Given a closure Node's child, this is the size of all Nodes visible from the current Node without entering another closure. This is the amount of memory that is reachable from this Node with respect to source code.

The Global Gotcha

Since we are viewing all reachable nodes, we will reach the global context object. This size will be added to all closed sizes. This means that any closed size can be thought of as all_globals + all_properties(obj).

Retained Size vs. Closed Size

Retained size is great for finding out how much memory would be released when a Node is removed. However, it does not accurately represent how much memory is being held by a Node with knowledge of the source code. Closed size does represent the memory used by the source code, but does not accurately represent what would happen when a Node is removed.

Edge

This represents the path between Nodes. Memory is actually held within the Node and edges are just a description of a property. They do not have memory associated with themselves. The simples example of an Edge is a property on an object:

obj = { x : [] };

The Node for obj has an edge named x that points to [].

edge.type

type explanation
context path to a variable
element path to an array index
property path to an object's property
internal ...
hidden path that may be internal or defined in the JS spec, but not exposed to JS code
shortcut VM taking a shortcut, same vein as internal. This is generally used for structures that are formed as a chain like a linked list of strings in the Snapshot representing a single JS string
weak This is a reference that does not keep the children alive. If the only route to an object is through a weak edge, it can be garbage collected.

edge.name

The name of an edge is always descriptive. For element and property Edges it represents things visible via JS property access. For context it represents things visible via JS variables.

Security

Since Strings are visible from Snapshots you could accidentally leak information if Snapshots are sent over the network. Be particularly wary since these will be visible:

  • Source code of Javascript files
  • Any string held by Javascript

So, any configuration options, command line arguments, and any proprietary source code will be available to the consumer of a snapshot.

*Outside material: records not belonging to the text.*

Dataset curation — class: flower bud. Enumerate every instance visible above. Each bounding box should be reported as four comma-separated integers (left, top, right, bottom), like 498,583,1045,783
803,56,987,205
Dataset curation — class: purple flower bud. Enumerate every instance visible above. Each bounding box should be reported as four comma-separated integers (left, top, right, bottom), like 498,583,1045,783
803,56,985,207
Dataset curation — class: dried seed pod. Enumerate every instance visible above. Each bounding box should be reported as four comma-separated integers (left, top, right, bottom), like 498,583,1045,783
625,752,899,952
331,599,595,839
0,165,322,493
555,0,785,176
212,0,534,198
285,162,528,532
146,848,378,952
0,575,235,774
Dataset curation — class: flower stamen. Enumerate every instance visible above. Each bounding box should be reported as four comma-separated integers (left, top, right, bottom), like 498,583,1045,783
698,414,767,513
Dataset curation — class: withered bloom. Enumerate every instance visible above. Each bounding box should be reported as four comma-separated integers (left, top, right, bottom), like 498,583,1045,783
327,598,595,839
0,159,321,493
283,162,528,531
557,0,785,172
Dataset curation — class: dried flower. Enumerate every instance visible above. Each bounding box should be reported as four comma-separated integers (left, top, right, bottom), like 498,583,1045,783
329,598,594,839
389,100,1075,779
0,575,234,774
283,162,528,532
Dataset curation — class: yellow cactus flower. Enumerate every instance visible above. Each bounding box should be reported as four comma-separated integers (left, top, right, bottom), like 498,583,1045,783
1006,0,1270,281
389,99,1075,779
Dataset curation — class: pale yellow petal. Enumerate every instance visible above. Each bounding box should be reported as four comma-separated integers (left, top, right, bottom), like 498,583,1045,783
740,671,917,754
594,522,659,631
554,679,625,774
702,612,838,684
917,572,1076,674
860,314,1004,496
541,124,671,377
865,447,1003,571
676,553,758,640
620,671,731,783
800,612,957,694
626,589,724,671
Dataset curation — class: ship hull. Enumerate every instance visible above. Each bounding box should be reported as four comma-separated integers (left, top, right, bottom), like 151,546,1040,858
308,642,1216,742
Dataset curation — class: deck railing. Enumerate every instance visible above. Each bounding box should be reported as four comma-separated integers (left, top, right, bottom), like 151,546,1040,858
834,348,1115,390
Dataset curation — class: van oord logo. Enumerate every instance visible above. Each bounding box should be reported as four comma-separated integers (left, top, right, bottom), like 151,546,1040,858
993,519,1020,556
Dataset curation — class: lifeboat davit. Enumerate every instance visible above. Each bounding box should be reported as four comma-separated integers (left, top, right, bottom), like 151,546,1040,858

Some things are not visible from a Snapshot:

  • Buffers
  • Typed Arrays
  • Primitives

Consider placing data inside those types when you want to avoid it being in a snapshot.

Processing Considerations

related: Tree Traversal

Since Snapshots have well defined entry points (the root), it is most useful not to treat them as a graph, but as a tree when aggregating data. Even though they are graphs we can still find all of the Nodes and Edges with a single tree traversal.

Almost all processing of Snapshots should be done with a depth first search in order to preserve memory. Most Snapshots are very wide (Nodes can have many edges), but not very deep (Nodes don't have many ancestors).